Но выше просится душа:
И что ее, всегда чаруя,
Зовет и манит вдалеке –
О том поведать не могу я
На ежедневном языке.

 Мистическую тишину  нарушают так и не угомонившиеся за день сверчки. «Прошел еще один день, думаю я. -  Все хорошо. Благодарю, Всевышний!»


 Сегодня поехала в город Павия,  в центр для иностранцев для переоформления и продления документов на жительство.  Рассматривая мои бумаги, служащая поинтересовалась, почему я до сих пор не имею постоянных документов. Пришлось объяснять, что работаю турами, и со мной заключают контракт только при необходимости обновления пермессо. «Вы так давно в Италии. Почему позволяете обманывать себя? Вы же теряете в правах! Меняйте при первой же возможности работу». Я вежливо выслушала и подумала, что ничего  уже менять не буду. Много видела работ, и везде обманывали. Где меньше, где больше. Меня устраивает сейчас и то, что имею.


 Октябрь.
 Режу себе на обед салат. Комкаю листья так, чтобы они поместились в маленькую пиалку. Неприятно, когда старики смотрят, сколько и чего у меня в тарелке лежит, думая при этом, что их объедаю.  Помню, как Мила пожарила себе вместо одного кусочка мяса два. Увидев это, Мариуча сказала мужу: «Смотри-смотри, как она много ест!» Мила, услыхав, встала из-за стола и ушла к себе в комнату. Когда вернулась убрать за стариками посуду, Мариуча выговорила ее: «Мы у себя дома. Что хотим, то и говорим. Ты не должна свой характер показывать». С годами отношения смягчились, но денег на полноценное питание все равно не дают. Между тем работа становится все тяжелее и более ответственной. Сын стариков не обращает на это внимание, хотя родителей навещает ежедневно. Марко любит делиться с матерью новостями, угощает отца сигаретой и внушает тому, чтобы он не обижал мать и меня. Дед от влияния сильной дозы никотина теряет оставшуюся способность что-либо понимать. Марко берет отца за ухо и с болью дергает его. Луиджи морщится и кричит.

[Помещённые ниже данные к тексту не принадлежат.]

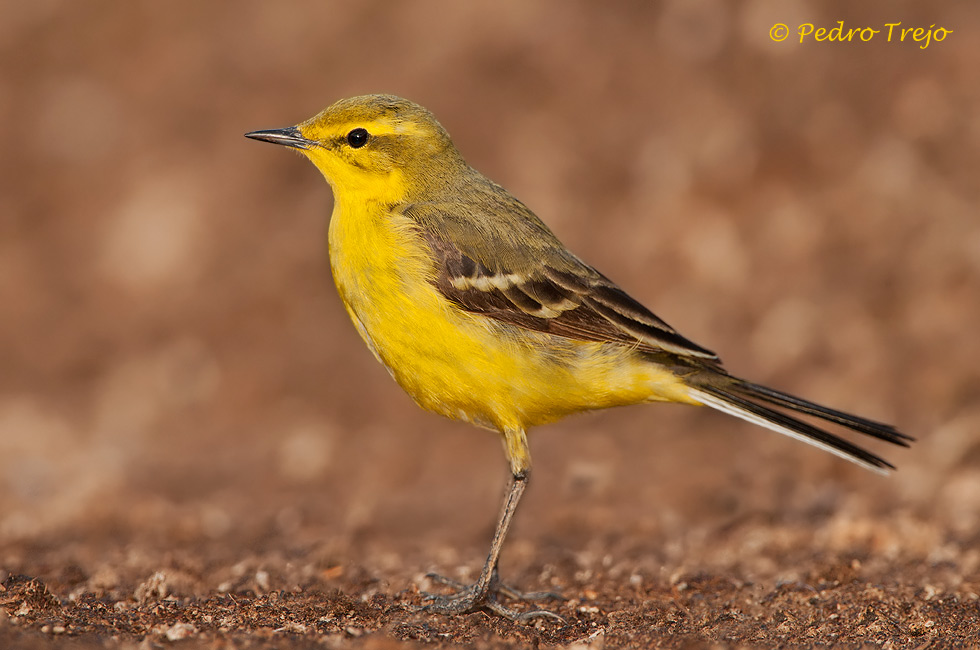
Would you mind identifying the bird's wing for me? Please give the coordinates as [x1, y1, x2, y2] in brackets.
[401, 198, 719, 360]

 Сколько раз среди итальянцев я слышала пренебрежительное слово: «баданте». Мол, и воровки они, и наглые, и мужей уводят… Их работа по земным меркам одна из самых грязных, и сами они низкие. Но сколько среди них преданных, вкладывающих душу в своих стариков, на чьих руках те  умирают! Нет, о них тоже говорят, но вскользь и нехотя. А я бы назвала таких женщин СОПРОВОЖДАЮЩИМИ В МИР ИНОЙ. И работа их самая, что ни на есть высокая. Но уже по иным меркам: небесным.

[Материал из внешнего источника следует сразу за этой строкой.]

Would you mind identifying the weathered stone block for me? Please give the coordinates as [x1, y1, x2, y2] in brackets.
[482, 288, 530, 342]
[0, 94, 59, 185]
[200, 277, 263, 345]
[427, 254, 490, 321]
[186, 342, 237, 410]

 Перечитываю прошлогодние записи. Оказывается, было так же тяжело, как и сейчас: хроническая усталость, частые сильные мигрени;  никак не убывающее время. Но выдержала же год назад! Значит, выдержу и сейчас.

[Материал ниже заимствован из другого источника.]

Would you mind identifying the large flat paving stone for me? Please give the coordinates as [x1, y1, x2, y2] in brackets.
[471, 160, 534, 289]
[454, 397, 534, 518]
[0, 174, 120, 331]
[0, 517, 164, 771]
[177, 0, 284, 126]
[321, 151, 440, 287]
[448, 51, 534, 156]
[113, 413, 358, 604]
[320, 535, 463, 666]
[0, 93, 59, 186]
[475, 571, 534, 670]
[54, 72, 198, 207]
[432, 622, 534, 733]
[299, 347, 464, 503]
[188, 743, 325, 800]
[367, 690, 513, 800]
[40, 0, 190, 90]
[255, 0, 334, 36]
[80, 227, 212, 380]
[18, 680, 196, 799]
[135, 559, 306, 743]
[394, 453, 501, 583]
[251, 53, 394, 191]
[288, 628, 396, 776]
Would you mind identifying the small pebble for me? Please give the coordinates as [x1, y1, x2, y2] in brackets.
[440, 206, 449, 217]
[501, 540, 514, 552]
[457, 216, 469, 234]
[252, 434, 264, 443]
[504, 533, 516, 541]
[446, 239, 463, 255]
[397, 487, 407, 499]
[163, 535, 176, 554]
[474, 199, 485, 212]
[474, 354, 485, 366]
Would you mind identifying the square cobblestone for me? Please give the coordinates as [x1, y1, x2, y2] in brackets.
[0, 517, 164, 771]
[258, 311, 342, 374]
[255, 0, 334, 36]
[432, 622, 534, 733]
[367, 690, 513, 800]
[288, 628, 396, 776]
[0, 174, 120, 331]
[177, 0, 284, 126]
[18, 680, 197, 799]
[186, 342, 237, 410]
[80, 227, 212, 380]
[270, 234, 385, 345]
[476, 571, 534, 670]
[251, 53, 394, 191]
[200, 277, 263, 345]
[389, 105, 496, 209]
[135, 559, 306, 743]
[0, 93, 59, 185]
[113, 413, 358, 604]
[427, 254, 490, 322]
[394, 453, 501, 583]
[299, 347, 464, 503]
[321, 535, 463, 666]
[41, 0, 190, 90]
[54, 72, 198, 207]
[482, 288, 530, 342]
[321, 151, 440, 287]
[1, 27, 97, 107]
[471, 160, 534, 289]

 По ночам Мариуча, не вынося стариковских больных выходок, обзывает его говном и приговаривает:
“Merda, merda!
Mangiala per non perderla
Conservala per merenda
E mettila il naso dentro”.
«Говно,говно! Ешь его, чтобы не потерять. Береги на полудник и суй нос внутрь его». (Перевод мой.Дословный.)
Это типичная итальянская, возможно, детская считалочка. Но старики – они же и есть дети!

 Как- то позвонила одна из подруг.
-Как дела? – интересуюсь я.
-Все нормально!- услышала бодрый ответ.
Но затем в дальнейшем разговоре появилась ее фраза: «Уехав из Италии навсегда, хочу забыть работу здесь, как страшный сон».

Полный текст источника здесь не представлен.